Adverse reactions occurring in patients with TMB-H cancer were similar to those occurring in patients with other solid tumors who received KEYTRUDA as a single agent.

Adverse reactions occurring in patients with recurrent or metastatic cSCC or locally advanced cSCC were similar to those occurring in patients with melanoma or NSCLC who received KEYTRUDA as a monotherapy.
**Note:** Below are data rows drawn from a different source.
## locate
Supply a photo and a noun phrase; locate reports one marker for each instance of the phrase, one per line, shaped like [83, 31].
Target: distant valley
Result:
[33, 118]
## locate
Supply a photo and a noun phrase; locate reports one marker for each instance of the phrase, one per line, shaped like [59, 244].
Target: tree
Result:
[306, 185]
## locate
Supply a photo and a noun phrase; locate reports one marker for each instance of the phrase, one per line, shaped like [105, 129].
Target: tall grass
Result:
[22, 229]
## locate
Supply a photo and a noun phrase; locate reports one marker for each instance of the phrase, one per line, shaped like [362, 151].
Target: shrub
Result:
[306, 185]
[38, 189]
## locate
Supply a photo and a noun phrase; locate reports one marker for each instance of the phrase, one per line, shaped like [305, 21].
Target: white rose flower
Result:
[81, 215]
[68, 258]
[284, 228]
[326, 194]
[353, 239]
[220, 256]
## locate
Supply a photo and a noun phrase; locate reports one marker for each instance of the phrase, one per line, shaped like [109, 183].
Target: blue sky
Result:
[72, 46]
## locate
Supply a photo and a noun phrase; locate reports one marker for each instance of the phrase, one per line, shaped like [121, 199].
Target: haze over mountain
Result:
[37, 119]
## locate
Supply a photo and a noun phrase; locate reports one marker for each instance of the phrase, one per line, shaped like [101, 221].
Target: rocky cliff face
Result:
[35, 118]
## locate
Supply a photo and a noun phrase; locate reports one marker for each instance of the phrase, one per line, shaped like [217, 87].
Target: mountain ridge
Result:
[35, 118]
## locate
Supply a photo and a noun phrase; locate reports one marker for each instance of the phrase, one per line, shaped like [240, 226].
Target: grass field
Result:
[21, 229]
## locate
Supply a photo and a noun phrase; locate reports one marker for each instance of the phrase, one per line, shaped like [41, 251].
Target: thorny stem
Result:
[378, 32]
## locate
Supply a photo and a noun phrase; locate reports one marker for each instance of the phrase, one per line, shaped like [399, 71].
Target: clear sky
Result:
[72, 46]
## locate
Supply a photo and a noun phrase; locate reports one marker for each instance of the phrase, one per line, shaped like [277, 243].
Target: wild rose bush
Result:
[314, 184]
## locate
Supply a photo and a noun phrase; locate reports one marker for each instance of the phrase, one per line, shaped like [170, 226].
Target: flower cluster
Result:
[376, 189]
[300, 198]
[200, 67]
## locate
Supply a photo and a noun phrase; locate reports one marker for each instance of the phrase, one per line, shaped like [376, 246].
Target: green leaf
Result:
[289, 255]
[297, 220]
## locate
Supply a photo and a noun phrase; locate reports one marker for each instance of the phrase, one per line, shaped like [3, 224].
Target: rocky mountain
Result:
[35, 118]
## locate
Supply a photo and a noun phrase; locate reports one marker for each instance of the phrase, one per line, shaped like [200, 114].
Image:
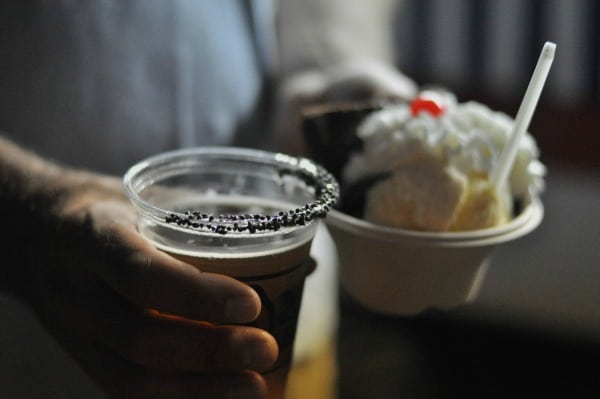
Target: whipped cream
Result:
[466, 137]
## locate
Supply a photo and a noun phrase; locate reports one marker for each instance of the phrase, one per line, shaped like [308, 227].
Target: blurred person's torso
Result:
[101, 84]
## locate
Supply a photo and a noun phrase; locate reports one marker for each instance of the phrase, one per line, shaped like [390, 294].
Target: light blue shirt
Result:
[102, 84]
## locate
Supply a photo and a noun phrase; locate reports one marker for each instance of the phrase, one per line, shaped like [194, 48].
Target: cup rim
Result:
[133, 181]
[529, 218]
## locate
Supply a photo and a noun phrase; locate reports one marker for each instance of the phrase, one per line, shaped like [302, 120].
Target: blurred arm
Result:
[316, 34]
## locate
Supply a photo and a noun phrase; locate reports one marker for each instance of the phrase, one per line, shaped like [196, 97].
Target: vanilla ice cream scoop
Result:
[437, 155]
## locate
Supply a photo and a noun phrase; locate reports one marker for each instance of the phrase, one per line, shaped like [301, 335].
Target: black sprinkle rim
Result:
[327, 194]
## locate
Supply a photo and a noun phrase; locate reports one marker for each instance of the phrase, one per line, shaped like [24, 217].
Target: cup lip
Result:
[182, 156]
[524, 223]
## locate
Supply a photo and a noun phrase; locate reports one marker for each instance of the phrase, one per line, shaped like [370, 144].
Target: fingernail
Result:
[241, 309]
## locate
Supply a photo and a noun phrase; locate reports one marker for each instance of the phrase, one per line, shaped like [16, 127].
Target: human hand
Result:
[351, 82]
[141, 323]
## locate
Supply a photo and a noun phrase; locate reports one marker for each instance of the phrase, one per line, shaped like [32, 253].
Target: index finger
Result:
[140, 272]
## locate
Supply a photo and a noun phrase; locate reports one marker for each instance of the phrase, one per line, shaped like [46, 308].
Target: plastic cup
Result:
[244, 213]
[403, 272]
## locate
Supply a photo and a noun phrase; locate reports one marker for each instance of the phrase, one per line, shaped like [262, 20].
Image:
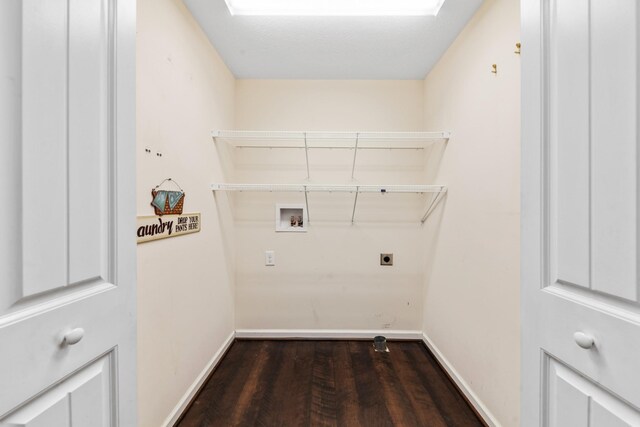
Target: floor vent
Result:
[380, 344]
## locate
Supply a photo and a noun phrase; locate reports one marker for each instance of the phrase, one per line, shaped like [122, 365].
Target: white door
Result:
[67, 220]
[580, 213]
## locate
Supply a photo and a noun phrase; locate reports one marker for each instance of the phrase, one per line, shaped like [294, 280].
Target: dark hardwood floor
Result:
[328, 383]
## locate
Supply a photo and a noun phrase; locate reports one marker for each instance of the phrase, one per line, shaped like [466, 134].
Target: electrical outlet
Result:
[386, 259]
[270, 258]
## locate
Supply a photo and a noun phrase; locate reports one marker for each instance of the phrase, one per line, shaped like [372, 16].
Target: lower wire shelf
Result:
[437, 190]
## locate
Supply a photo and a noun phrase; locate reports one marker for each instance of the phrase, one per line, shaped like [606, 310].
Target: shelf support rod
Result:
[306, 153]
[306, 202]
[355, 152]
[355, 202]
[432, 205]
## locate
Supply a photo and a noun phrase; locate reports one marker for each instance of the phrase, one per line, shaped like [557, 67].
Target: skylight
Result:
[335, 7]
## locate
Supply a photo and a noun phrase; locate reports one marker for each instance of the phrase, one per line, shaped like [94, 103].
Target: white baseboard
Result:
[333, 334]
[482, 410]
[193, 389]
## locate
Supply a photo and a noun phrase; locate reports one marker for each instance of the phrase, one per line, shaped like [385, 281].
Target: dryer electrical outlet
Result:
[386, 259]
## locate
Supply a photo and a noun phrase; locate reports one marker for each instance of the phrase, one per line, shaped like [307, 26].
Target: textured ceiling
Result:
[274, 47]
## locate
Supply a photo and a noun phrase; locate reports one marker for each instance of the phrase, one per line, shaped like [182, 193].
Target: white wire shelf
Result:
[437, 190]
[306, 141]
[329, 140]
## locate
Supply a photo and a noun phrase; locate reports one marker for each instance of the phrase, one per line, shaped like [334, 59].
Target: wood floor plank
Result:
[328, 383]
[451, 404]
[371, 403]
[346, 393]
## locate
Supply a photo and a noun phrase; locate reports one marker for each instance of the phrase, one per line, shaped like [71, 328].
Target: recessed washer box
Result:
[291, 218]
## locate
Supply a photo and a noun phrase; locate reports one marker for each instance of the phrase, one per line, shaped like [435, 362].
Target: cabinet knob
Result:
[73, 336]
[584, 340]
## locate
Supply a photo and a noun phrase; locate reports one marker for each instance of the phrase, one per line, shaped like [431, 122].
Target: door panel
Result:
[43, 121]
[81, 400]
[67, 259]
[580, 212]
[592, 73]
[66, 163]
[575, 401]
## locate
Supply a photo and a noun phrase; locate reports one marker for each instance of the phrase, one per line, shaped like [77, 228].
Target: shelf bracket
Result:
[355, 202]
[434, 202]
[306, 153]
[355, 152]
[306, 201]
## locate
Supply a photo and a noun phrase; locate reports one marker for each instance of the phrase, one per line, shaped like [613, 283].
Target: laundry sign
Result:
[155, 227]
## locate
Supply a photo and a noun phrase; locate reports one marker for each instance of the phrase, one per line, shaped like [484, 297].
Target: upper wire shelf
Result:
[329, 140]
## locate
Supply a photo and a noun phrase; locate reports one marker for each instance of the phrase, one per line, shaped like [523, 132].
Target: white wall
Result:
[185, 284]
[471, 301]
[329, 277]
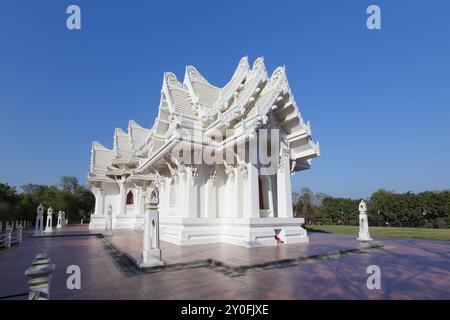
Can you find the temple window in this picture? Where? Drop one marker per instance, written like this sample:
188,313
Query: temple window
130,198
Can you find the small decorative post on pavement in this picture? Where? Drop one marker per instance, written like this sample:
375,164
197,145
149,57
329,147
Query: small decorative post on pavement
151,253
8,232
364,234
39,227
49,226
108,225
19,234
39,275
59,223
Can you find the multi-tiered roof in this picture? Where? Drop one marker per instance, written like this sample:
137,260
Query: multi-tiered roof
196,110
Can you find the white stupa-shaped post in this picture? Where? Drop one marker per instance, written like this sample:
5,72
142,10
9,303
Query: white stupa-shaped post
363,234
151,252
39,227
49,226
59,224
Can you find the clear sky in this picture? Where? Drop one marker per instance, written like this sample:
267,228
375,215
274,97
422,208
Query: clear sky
378,101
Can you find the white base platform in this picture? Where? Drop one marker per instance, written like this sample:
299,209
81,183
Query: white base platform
237,231
247,232
119,222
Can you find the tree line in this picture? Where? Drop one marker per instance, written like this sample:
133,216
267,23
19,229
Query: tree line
429,209
69,196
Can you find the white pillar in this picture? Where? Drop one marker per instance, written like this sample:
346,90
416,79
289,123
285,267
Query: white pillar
251,192
99,194
191,193
181,197
284,186
211,193
139,202
163,197
108,222
121,201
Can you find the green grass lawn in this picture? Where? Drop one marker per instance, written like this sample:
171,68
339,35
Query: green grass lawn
421,233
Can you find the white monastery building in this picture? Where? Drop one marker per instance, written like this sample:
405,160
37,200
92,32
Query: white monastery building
220,161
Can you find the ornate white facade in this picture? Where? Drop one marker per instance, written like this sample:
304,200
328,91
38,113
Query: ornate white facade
237,197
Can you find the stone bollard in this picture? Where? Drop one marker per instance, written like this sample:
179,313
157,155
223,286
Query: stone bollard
39,227
59,224
49,226
19,234
39,275
151,252
8,232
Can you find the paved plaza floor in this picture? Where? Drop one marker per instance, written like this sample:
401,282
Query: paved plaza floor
329,267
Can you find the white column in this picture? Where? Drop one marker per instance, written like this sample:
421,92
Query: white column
251,192
180,196
99,199
284,186
191,193
121,202
162,197
151,252
139,203
231,192
49,226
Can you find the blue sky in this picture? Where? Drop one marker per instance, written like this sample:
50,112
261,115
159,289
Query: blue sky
378,101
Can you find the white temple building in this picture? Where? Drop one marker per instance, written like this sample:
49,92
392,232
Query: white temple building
206,158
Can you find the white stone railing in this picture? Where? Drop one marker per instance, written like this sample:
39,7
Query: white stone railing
10,236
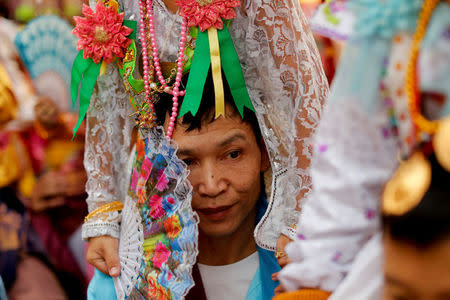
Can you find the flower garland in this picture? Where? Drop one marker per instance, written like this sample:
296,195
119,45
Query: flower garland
412,179
103,35
214,48
147,14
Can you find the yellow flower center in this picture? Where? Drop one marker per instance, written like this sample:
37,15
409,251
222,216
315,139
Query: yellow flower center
100,34
204,2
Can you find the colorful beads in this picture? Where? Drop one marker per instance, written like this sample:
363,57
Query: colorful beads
149,85
411,84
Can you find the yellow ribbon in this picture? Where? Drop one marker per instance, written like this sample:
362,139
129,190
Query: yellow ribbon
216,71
103,68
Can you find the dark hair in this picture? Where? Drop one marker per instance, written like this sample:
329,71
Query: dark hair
205,114
428,222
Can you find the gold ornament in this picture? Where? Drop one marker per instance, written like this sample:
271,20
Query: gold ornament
407,187
441,144
204,2
8,103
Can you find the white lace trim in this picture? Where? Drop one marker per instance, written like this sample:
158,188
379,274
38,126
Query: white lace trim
284,76
342,213
100,228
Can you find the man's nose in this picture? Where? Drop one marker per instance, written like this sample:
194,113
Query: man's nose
212,182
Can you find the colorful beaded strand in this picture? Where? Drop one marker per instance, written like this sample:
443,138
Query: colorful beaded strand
411,82
175,92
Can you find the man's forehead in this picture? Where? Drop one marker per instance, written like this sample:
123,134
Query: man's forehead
197,142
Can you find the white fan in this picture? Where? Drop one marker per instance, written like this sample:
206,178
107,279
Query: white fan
130,249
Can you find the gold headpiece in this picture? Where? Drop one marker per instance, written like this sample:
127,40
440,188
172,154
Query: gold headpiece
8,103
412,179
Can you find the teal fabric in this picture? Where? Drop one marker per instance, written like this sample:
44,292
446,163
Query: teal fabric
361,65
383,19
437,43
2,290
101,287
262,285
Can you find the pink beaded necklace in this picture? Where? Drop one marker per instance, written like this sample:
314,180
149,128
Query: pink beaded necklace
151,86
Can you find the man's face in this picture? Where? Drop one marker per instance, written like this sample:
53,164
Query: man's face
225,163
416,273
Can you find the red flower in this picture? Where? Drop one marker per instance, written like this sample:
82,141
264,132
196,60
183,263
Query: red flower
207,13
101,33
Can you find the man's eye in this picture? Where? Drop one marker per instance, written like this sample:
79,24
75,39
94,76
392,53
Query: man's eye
187,161
234,154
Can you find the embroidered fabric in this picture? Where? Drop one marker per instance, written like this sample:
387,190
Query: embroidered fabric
356,152
105,224
286,83
324,252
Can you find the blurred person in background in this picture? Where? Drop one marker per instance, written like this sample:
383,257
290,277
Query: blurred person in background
390,98
417,242
42,183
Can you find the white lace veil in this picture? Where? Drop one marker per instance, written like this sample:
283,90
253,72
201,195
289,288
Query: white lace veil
287,86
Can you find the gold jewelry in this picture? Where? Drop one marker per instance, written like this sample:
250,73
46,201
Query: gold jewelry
110,207
411,82
279,254
407,187
441,144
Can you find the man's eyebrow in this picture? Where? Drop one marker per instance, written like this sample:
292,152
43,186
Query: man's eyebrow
397,282
227,141
185,152
231,139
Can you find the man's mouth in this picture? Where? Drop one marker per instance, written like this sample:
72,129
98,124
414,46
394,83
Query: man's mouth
216,213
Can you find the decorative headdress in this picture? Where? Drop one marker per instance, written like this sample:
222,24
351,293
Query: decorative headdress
413,178
287,90
371,97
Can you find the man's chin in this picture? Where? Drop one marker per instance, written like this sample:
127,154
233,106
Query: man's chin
221,229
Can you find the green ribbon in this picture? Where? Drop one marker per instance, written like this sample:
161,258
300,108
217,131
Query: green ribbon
133,25
231,66
84,77
233,73
132,85
197,75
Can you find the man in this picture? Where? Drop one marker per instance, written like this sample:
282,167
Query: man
226,158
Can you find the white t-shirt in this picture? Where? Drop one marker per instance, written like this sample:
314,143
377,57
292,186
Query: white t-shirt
229,281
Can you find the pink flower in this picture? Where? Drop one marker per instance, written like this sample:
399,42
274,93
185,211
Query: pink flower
161,255
101,33
156,209
162,183
207,13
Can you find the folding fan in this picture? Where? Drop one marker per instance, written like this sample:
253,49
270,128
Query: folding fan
162,193
48,49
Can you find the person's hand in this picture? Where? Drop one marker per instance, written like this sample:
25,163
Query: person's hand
103,254
48,192
282,258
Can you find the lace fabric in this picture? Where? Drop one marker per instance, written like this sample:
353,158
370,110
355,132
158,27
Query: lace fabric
356,152
330,232
286,83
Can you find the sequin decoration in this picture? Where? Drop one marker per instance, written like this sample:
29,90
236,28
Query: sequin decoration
162,193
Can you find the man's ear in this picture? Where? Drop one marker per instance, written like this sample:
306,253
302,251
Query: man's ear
265,161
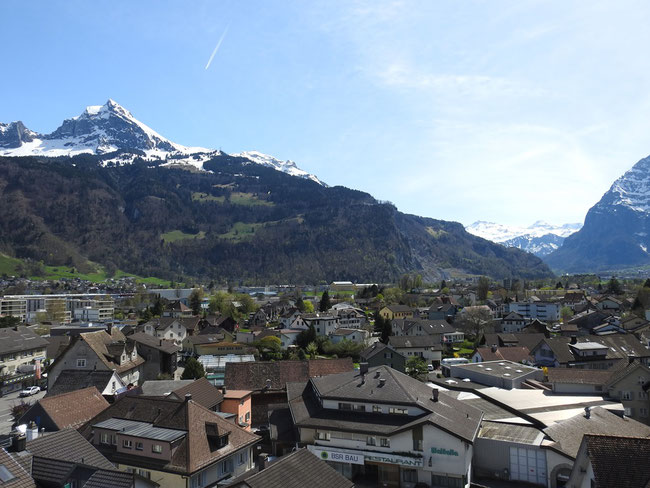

In KEYNOTE-522, when KEYTRUDA was administered with neoadjuvant chemotherapy (carboplatin and paclitaxel followed by doxorubicin or epirubicin and cyclophosphamide) followed by surgery and continued adjuvant treatment with KEYTRUDA as a single agent (n=778) to patients with newly diagnosed, previously untreated, high-risk early-stage TNBC, fatal adverse reactions occurred in 0.9% of patients, including 1 each of adrenal crisis, autoimmune encephalitis, hepatitis, pneumonia, pneumonitis, pulmonary embolism, and sepsis in association with multiple organ dysfunction syndrome and myocardial infarction. Serious adverse reactions occurred in 44% of patients receiving KEYTRUDA; those ≥2% were febrile neutropenia (15%), pyrexia (3.7%), anemia (2.6%), and neutropenia (2.2%). KEYTRUDA was discontinued in 20% of patients due to adverse reactions. The most common reactions (≥1%) resulting in permanent discontinuation were increased ALT (2.7%), increased AST (1.5%), and rash (1%). The most common adverse reactions (≥20%) in patients receiving KEYTRUDA were fatigue (70%), nausea (67%), alopecia (61%), rash (52%), constipation (42%), diarrhea and peripheral neuropathy (41% each), stomatitis (34%), vomiting (31%), headache (30%), arthralgia (29%), pyrexia (28%), cough (26%), abdominal pain (24%), decreased appetite (23%), insomnia (21%), and myalgia (20%).

In KEYNOTE-355, when KEYTRUDA and chemotherapy (paclitaxel, paclitaxel protein-bound, or gemcitabine and carboplatin) were administered to patients with locally recurrent unresectable or metastatic TNBC who had not been previously treated with chemotherapy in the metastatic setting (n=596), fatal adverse reactions occurred in 2.5% of patients, including cardio-respiratory arrest (0.7%) and septic shock (0.3%). Serious adverse reactions occurred in 30% of patients receiving KEYTRUDA in combination with chemotherapy; the serious reactions in ≥2% were pneumonia (2.9%), anemia (2.2%), and thrombocytopenia (2%). KEYTRUDA was discontinued in 11% of patients due to adverse reactions. The most common reactions resulting in permanent discontinuation (≥1%) were increased ALT (2.2%), increased AST (1.5%), and pneumonitis (1.2%). The most common adverse reactions (≥20%) in patients receiving KEYTRUDA in combination with chemotherapy were fatigue (48%), nausea (44%), alopecia (34%), diarrhea and constipation (28% each), vomiting and rash (26% each), cough (23%), decreased appetite (21%), and headache (20%).

Lactation

Because of the potential for serious adverse reactions in breastfed children, advise women not to breastfeed during treatment and for 4 months after the final dose.

Pediatric Use

In KEYNOTE-051, 161 pediatric patients (62 pediatric patients aged 6 months to younger than 12 years and 99 pediatric patients aged 12 years to 17 years) were administered KEYTRUDA 2 mg/kg every 3 weeks. The median duration of exposure was 2.1 months (range: 1 day to 24 months).

Adverse reactions that occurred at a ≥10% higher rate in pediatric patients when compared to adults were pyrexia (33%), vomiting (30%), leukopenia (30%), upper respiratory tract infection (29%), neutropenia (26%), headache (25%), and Grade 3 anemia (17%).